Manipulating the quotes on strings when coding in R - r

This is actually a series of questions about the referencing character type of values in R. Would add more bullets when I recalled any other related questions I believe which is interesting and related to this topic. For simplification, here I shall use some simple random examples to explain my questions. Hope this helps:
When building up a set of datasets using for loops and wanted to output a series of vectors with names restored in a list called name_list = ("a", "b", "c", "d", "e", "f") in the loop we would like to define as
for(i in 1:4){
a <- data[data$Year == 2010,]
b <- unique(data$Name)
c <- summarise(group_by(data,Year,Name), avg = mean(quantity))
...
f <- left_join(data,data1, by = c("Year", "Names)
}
Is there any function that allows me to use function(name_list[1]) through function(name_list[6]) to replace the a through f in the for loop? This question also goes for trying to create columns using column names in some tables/data frames embedded a chunk of code. (as.name and noquote function work when just referencing the vector/dataset but don't work when attempting to assign values to the target variable, if possible could anyone share why this happens?)
When we extract some information from SQL or other data sources we might have some information separated by comma or some other delimiters as one variable. How could we test if certain values is among one of the values separated by commas? See the example below:
1567 %in% c(1567,1456,123)
TRUE
a <- "c(1567,1456,123)"
noquote(a)
c(1567,1456,123)
1567 %in% noquote(a)
FALSE
1567 %in% list(noquote(a))
FALSE
b <- "1567,1456,123"
noquote(b)
1567,1456,123
1567 %in% noquote(strsplit(a,","))
FALSE
1567 %in% list(noquote(strsplit(a,",")))
FALSE
I kind of get why the %in% here doesn't work, seems like R is taking 1567,1456,123 as one element. So I used the strsplit to separate them. But seems that it's still not working. Wondering is there any way that allows us to get R taking the string as commands?

If all you need to do is convert comma-separated lists like "1567,1456,123" into R vectors like c(1567, 1456, 123), you definitely do not need to wrap them in c(...) and try to evaluate them directly as vectors.

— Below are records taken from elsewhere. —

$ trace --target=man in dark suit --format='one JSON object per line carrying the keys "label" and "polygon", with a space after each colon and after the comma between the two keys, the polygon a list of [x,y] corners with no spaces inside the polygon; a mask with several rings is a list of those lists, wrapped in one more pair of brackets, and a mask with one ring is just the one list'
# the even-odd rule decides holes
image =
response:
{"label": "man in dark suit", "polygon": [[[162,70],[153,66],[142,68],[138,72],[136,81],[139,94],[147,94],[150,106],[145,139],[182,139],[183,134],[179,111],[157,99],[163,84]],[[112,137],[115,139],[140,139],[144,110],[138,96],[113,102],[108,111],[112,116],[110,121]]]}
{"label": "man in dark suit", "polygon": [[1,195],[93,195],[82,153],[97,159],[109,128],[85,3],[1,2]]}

You should just use strsplit to split the data:
data_str <- "1567,1456,123"
data_vec <- as.integer(strsplit(string_data, ","))
stopifnot(1567 %in% data_vec)
Note that strsplit returns a list, because it can also character vectors of length greater than one:
stopifnot(
all.equal(
list(c("a", "b"), c("x", "y")),
strsplit(c("a,b", "x,y"), ",")) == TRUE)
which makes it useful for operating on columns of SQL output:
| id | concatenated_field |
|----|--------------------|
| 1 | 5362,395,9000,7 |
| 2 | 319,75624,63 |
(etc.)
d <- data.frame(
id = c(1, 2),
concatenated_field = c("5362,395,9000,7", "319,75624,63"))
d$split_field <- strsplit(d$concatenated_field, ",")
sapply(d, class)
# id concatenated_field split_field
# "numeric" "character" "list"
d$split_field[[1]]
# [1] "5362" "395" "9000" "7"
Alternatively, if you're reading in one big stream of comma-separated data, you can use scan:
data_vec <- scan(
what = 0, # arcane way to say "expect numeric input"
sep = ",",
text = "1,2,3,4,5,6,7,8,9,10")
stopifnot(all.equal(data_vec, 1:10) == TRUE)
scan is more heavy-duty than strsplit and can handle more complicated inputs as well, such as data with quoted fields:
weird_data <- scan(what="", sep=",", text='marvin,ruby,"joe,joseph",dean')
print(weird_data)
# [1] "marvin" "ruby" "joe,joseph" "dean"
If you are really really sure you need to be able to accept and evaluate R code passed as an input (this can be VERY DANGEROUS since it means you will be executing arbitrary unverified R code), you can use
r_code_string <- 'c("a", "b"), c("x", "y"))'
stopifnot(
all.equal(
c("a", "b"), c("x", "y")),
eval(parse(r_code_string))) == TRUE)
parse converts raw text into an unevaluated "expression", which is a representation of R code in the form of a special R object, eval passes the expression to the interpreter for execution.
As for noquote, it doesn't do what you think it does. It doesn't actually modify the string, it just adds a flag to the variable so that it will print without quotation marks. You can emulate this behavior with print(..., quote = FALSE).

Related

Generate all possible combinations of a text string with two specific letters substituted for each other in R

Using R, I have generated several strings of letters that range from 6-25 characters. I'd like for each one to generate an output that consists of all the combinations of these strings with every "I" substituted for a "L" and vice versa, the order of the characters should stay the same.
For example:
Input
"IVGLWEA"
OUTPUT
"IVGLWEA"
"LVGLWEA"
"LVGIWEA"
'IVGIWEA"
"LVGLWEA"
many thanks
rob
Edit: Thanks to #Skaqqs for the dynamic solution!
string <- "IVGLWEA"
# find the number of I's and L's in the string
n <- length(unlist(gregexpr("I|L", string)))
# make a grid of all possible combinations with this amount of I's and L's
df <- expand.grid(rep(list(c("I", "L")), n))
# replace I's and L's with %s
string_ <- gsub("I|L", "\\%s", string)
# replace %s with letters in grid
do.call(sprintf, as.list(c(string_, df)))
Result:
[1] "IVGIWEA" "LVGIWEA" "IVGLWEA" "LVGLWEA"
Here's an extremely inefficient (but concise!) approach:
Create all potential combinations of your input characters and use regex to extract the desired pattern.
pattern <- "(I|L)VG(I|L)WEA"
b <- c("I", "V", "G", "L", "W", "E", "A")
strings <- apply(expand.grid(rep(list(b), 7)), 1, paste0, collapse = "")
grep(pattern, strings, value = TRUE)
[1] "IVGIWEA" "LVGIWEA" "IVGLWEA" "LVGLWEA"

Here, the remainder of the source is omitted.